İzmir’in Foça ilçesinde iki hayvansever kadın bir araya gelerek arazi kiraladı, barınak kurdu. Barınakta ölüme terk edilen bakıma muhtaç engelli 100’ü aşkın köpekle 6 Şubat depremlerinin enkazından kurtarılan 70’ten fazla kediye bakıyorlar. Ayrıca bir eşek ve çok sayıda kaz, tavuk ve horoz da barınağın sakini.
48 yaşındaki Bilge Berk ile 58 yaşındaki Meltem Erdoğan’ın yolları yaklaşık beş yıl önce sokak hayvanlarını beslerken kesişmiş. Erdoğan 20 yıldır havyan hakları gönüllüsü. Berk ise 20 yıllık avukatlık kariyerinin yanında sokak köpeklerinin bakımıyla ilgileniyor.
İkili sokaklarda baktıkları kedi ve köpeklere güvenli bir yaşam alanı sunmak için yaklaşık bir yol önce Bağarası mahallesinde kurdukları barınakla hayvanların kalıcı yuvalarına giden köprü olmayı hedefliyor.
Erdoğan barınağın hikayesini şöyle anlatıyor: “6 Şubat depreminde Hatay’a hayvanlara yardım etmek için gittik. Yaklaşık üç ay kaldık. Enkazdan kurtardığımız kedileri İzmir’e getirdik. Çok uzun süren tedavi dönemleri oldu. Maalesef sahiplenilmediler. Onları barındırabileceğim yer ararken Bilge’yle yollarımız kesişti. Pansiyonlarda baktırdığımız köpeklerimiz de vardı. Böyle bir alan kurmaya karar verdik.”
Barınaktaki kedi ve köpekleri sahiplendirmek istediklerini anlatan Erdoğan “Bir ailesi ve evi olmadıktan sonra canları kurtardığımızı da çok düşünmüyorum. Hepsinin evi, ailesi olsun, birebir ilgilenilsin istiyorum. Burası geçiş için köprüsü olsun” diyor.

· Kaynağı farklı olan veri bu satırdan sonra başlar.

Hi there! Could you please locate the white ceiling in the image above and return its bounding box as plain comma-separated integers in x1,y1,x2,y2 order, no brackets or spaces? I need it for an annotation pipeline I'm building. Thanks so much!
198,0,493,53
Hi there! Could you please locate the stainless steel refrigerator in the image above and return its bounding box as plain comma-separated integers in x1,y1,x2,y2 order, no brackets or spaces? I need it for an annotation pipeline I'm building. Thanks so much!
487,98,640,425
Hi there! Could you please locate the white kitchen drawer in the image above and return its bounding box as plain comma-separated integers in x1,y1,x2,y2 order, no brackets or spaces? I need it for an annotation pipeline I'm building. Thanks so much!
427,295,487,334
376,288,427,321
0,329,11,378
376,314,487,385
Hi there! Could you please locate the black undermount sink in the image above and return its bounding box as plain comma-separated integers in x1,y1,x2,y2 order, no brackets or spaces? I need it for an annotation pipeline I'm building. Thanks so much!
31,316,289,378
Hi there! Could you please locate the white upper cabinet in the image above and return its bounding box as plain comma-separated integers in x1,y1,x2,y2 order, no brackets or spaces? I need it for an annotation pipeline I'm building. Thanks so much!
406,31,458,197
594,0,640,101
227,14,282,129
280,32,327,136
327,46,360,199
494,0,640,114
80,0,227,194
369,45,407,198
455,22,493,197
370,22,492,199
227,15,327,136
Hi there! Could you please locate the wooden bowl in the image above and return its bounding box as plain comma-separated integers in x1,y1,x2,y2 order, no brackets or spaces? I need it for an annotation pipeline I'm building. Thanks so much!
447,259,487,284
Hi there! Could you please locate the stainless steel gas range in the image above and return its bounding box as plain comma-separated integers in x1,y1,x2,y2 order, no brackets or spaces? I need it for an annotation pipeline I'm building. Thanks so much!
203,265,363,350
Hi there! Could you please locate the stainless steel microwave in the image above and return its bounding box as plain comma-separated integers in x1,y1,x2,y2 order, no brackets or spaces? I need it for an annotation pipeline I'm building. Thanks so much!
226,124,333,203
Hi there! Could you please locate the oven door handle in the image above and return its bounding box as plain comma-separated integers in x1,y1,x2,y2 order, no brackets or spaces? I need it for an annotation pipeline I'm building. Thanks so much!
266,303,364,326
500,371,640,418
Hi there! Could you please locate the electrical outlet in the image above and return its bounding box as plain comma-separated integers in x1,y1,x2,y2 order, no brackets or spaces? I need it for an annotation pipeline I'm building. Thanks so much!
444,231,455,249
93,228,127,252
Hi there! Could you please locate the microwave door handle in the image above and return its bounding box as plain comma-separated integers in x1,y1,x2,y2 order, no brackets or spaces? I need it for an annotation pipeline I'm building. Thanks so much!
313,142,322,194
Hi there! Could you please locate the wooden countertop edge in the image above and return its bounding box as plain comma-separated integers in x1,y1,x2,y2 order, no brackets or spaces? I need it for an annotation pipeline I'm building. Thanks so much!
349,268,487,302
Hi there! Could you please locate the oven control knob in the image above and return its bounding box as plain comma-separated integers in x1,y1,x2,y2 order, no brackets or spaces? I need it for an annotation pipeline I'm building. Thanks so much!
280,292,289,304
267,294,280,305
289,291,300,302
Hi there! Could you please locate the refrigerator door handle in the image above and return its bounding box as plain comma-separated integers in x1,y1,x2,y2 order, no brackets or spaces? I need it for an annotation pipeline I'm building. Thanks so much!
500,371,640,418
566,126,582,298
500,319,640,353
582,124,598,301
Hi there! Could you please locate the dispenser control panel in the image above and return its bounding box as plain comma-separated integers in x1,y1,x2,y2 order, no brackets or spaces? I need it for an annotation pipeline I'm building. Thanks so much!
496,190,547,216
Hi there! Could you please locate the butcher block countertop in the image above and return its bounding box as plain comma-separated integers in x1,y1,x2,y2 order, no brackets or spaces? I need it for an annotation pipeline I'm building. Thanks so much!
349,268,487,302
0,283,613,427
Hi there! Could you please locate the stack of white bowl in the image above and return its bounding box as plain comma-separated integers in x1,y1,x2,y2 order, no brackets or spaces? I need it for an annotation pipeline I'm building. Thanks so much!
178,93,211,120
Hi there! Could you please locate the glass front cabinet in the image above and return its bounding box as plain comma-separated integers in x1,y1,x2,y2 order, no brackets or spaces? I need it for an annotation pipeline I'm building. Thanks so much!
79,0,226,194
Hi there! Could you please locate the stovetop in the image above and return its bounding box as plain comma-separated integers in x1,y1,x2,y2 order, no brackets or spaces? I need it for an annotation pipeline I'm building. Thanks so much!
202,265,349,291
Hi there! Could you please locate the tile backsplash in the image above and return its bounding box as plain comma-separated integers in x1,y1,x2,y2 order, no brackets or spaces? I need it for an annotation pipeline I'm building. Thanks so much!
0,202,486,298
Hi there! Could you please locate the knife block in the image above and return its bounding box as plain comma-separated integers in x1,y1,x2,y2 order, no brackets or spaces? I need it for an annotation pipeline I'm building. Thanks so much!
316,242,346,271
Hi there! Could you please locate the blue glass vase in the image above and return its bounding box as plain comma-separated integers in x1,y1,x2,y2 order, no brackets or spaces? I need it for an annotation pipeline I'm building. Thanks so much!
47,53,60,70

‘Yardıma muhtaç dişi bir eşeğe talibiz’
Barınak kapılarını açtıkları eşeğin hikayesiyse şöyle: “Arkadaşımın ihbarıyla eşeğe ulaştık, fazla yükten dolayı sırtında apseler oluşmuştu. Arabaya bindiremedik, 4-5 kilometre uzaklıktaki bir köyden yürüyerek getirdik. Yanına bir arkadaş arıyoruz. Çünkü eşekler yalnız yapamazlarmış. Sürekli kafasını köpeklere yaslıyor. Yardıma muhtaç bir dişi eşek olursa biz talibiz.”
‘İlk halleriyle son halleri çok farklı’
Berk ise Sasalı’da düzenli olarak beslediği 15 sokak köpeğini zehirlenme ve kaza gibi tehlikelerden korumak için yaşam alanı oluşturmak amacıyla yola çıktığını söylüyor: “Sahipsiz köpeklerin, kurtarılanların, kaderine terk edilen ya da saldırgan olduğu için bırakılan canları gördükçe sahiplenme ve koruma ihtiyacı duyduk. Güvenli bir yer arayışı zorunlu hale geldi.”
Barınakta yaşayan hayvanların hepsinin bir hikayesi olduğunu anlatan Bilge Berk, “Yuva olduğum canların hepsinin bir hikayesi var. İlk halleriyle son halleri çok farklı” diyor.
Can dostlarına kendi imkanlarıyla gönüllü olarak baktıklarını söyleyen Berk herkese çağrı yapıyor: “Buraya gelip can dostlara destek olunmasını, onların sahiplenilmesini istiyoruz. Canların hepsinin yuvası olsun istiyoruz. Sevmek, çocuklarını getirmek, sevgiyi öğretmek isteyen kişiler olursa ne mutlu. Burada canların hepsi sevgiye muhtaç. Ancak burada henüz hiç sahiplendirme yapamadık. 100’ü aşkın köpeğimiz, 70 aşkın kedimiz, 1 eşek, tavuklar, horozlar ve kazların yanı sıra fare ve kurbağalarımız da var. Hepsinin yemekleri buradan çıkıyor. Kış geliyor, bazı ihtiyaçlarımız var.”